No will What happens to small stuff?

Discussion in 'Off-topic' started by xls177, Feb 3, 2017.

  1. xls177

    xls177 Member

    When you die but don't have a will or items are not listed in the will.

    What happens to the personal stuff like clothes, tools, guns?
    doesn't the law say it has to be divided?
    Says that spouse gets 1/3 kids get 2/3 of the stuff.

    Does that mean if my dad passes the kids get 2/3 of personal items ?
  2. Casual User

    Casual User Member

    One of the lawyers will probably chip in here, but when my Dad passed away Mom was in charge of distributing his personal items.

  3. DonT

    DonT Deplorable bitter clinger.

    I'm not a lawyer, and the lawyers here will opine.
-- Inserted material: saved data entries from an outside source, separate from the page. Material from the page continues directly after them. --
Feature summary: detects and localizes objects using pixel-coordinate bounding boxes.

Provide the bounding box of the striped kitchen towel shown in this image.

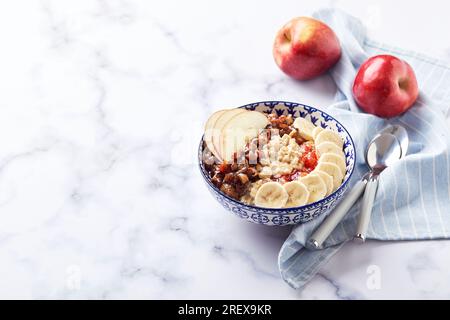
[278,8,450,289]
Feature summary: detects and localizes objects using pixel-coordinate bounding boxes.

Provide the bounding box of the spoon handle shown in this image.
[354,176,379,242]
[307,179,368,250]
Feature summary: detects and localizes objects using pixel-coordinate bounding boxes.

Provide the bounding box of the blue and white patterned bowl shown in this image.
[198,101,356,226]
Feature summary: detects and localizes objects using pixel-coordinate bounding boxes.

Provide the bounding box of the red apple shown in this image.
[273,17,341,80]
[352,55,419,118]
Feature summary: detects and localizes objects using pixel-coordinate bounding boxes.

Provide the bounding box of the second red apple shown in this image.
[352,55,419,118]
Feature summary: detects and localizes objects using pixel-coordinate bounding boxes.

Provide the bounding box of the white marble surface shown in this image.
[1,0,450,299]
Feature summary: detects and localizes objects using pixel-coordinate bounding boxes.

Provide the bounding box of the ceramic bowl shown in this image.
[198,101,356,226]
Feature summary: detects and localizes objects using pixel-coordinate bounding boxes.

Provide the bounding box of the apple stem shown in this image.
[283,32,291,43]
[398,78,409,91]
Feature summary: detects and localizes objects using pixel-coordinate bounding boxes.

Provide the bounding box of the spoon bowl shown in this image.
[379,125,409,159]
[366,133,402,174]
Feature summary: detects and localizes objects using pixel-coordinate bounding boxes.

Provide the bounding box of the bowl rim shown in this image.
[198,100,356,214]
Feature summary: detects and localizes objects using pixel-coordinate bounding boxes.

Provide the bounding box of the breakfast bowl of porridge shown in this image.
[198,101,355,226]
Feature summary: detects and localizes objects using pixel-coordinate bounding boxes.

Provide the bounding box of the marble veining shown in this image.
[0,0,450,299]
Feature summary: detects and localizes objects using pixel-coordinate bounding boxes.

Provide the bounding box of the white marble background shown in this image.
[0,0,450,299]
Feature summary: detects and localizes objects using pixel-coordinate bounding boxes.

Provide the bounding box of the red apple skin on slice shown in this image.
[220,111,269,162]
[204,110,226,160]
[212,109,247,160]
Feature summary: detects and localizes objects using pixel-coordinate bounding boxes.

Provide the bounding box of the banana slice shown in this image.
[319,153,347,176]
[298,173,327,204]
[315,162,344,191]
[254,181,289,208]
[316,141,342,156]
[293,117,316,141]
[312,127,324,140]
[283,181,310,207]
[314,170,333,196]
[315,129,344,149]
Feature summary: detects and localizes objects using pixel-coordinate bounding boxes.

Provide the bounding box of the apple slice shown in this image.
[212,109,247,159]
[204,109,226,160]
[220,111,269,161]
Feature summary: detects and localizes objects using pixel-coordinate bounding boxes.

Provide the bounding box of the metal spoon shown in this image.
[307,128,407,250]
[379,125,409,159]
[354,133,403,242]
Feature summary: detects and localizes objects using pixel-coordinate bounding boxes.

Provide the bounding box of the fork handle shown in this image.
[307,179,368,250]
[355,176,379,242]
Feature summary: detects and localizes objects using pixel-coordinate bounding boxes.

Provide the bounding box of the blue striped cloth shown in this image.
[278,9,450,289]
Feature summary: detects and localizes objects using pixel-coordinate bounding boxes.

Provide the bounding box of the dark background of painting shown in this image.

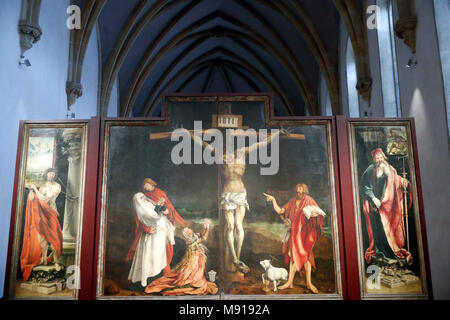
[354,126,421,275]
[103,100,337,295]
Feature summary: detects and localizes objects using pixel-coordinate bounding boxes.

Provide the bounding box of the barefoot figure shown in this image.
[264,183,326,293]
My experience was the same as above, when my dad passed (he had a will), everything passed to my mom. She took care of his guns and personal items, I ended up with his guns. The big things are what had to pass via probate, to my mom, especially the house and vehicles. The stuff that was not in my dad's name, were in control of my mom, and she distributed or kept items as she saw fit. Also, property such as checking accounts, had a designated beneficiary and passed to my mom outside of the will.

    If no will: The items, like guns and clothing and personal items, that are not in anyone's name legally, are pretty much going to be in control of whoever is next of kin and in control of those items. But I'm not sure, legally, how those "small" items will be distributed.
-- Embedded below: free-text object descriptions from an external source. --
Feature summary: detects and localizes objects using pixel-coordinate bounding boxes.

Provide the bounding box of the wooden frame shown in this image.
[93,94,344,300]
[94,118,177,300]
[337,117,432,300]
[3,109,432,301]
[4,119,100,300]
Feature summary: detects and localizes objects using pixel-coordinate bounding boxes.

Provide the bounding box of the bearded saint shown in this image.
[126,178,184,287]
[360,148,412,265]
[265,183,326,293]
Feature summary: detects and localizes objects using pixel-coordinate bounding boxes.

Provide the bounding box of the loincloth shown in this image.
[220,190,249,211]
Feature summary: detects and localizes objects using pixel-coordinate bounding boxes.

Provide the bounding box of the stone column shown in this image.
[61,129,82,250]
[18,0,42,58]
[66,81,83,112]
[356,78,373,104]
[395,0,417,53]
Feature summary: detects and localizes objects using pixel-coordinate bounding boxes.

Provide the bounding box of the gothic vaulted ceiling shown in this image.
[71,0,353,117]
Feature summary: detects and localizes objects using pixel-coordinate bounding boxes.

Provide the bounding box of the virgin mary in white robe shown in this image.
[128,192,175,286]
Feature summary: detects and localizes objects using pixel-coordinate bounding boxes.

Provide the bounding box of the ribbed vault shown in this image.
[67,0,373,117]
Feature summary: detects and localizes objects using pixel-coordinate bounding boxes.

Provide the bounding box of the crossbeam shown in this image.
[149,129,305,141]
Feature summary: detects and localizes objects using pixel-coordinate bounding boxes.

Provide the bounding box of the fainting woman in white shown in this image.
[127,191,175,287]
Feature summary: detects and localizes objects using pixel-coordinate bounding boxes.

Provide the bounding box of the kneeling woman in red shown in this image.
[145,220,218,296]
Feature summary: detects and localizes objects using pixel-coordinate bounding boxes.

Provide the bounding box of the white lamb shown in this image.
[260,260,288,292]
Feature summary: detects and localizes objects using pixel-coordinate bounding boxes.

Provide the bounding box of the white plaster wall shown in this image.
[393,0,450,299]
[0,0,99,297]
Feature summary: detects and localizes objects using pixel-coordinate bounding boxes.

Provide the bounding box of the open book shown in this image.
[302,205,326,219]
    Do not die intestate (without a will). The state gets to decide who gets what. Some interesting info via, lots of info like this on websites if you google it.
    Last edited: Feb 3, 2017
  4. gunsmoker

    gunsmoker Lawyer and Gun Activist

    Georgia law requires the executor to take an accounting and inventory of all the items in the estate, right?
    So is there a dollar limit on this?
    Should there be? (What if the dollar limit had a collection of 1000 original 1984 Cabbage Patch dolls, and the value of any one was less than the minimum reporting amount? )
    I think the law, and the Probate Court, expect us to use common sense here.
    The Court doesn't want you to account for every #2 pencil in the desk drawer, or count the rolls of toilet paper in the bathroom closet.
    Just handle it.
    BUT, ON THE OTHER HAND, if Cousin Lou comes over as soon as Grandpa is dead and, without any authority, takes a bunch of small stuff from the house, technically that would be theft and he could be arrested. The executor stands in the place of the deceased, and controls access to the property until it's distributed.
  5. Malum Prohibitum

    Malum Prohibitum Moderator Staff Member

    If all there is to pass on is "small stuff," and the spouse is living, then she can claim it all by requesting an order for a year's support. A widow's request for a year's support is preferred even to creditor's claims (except mortgages) on the estate. This request for a years support may even override a will in which she is disinherited and may allow her to avoid a year of property taxes.

    So, yeah, typically the kids get a share (even the small stuff), but the widow is entitled to a year's support even if that cuts off a lot of otherwise valid claims.
  6. a_springfield

    a_springfield Well-Known Member

    A little side track. What happens if the son is specifically named and gets a few things and the spouse (if survived by 30 days or daughter) gets the rest.

    The son is from a previous marriage and the daughter is from both
  7. Nemo

    Nemo Man of Myth and Legend


    Both as in deceased and current spouse or both as in current and prior spouse?

  8. a_springfield

    a_springfield Well-Known Member

    Both as in dad passes mom survives, half brother (dads kid) from previous marriage.
  9. Scout706

    Scout706 Well-Known Member

    Second marriage. Four kids, two each, all adult. both mine are West Coast. God forbid something happens to us both at once, I worry about one of her kids cleaning us out before one of mine gets here.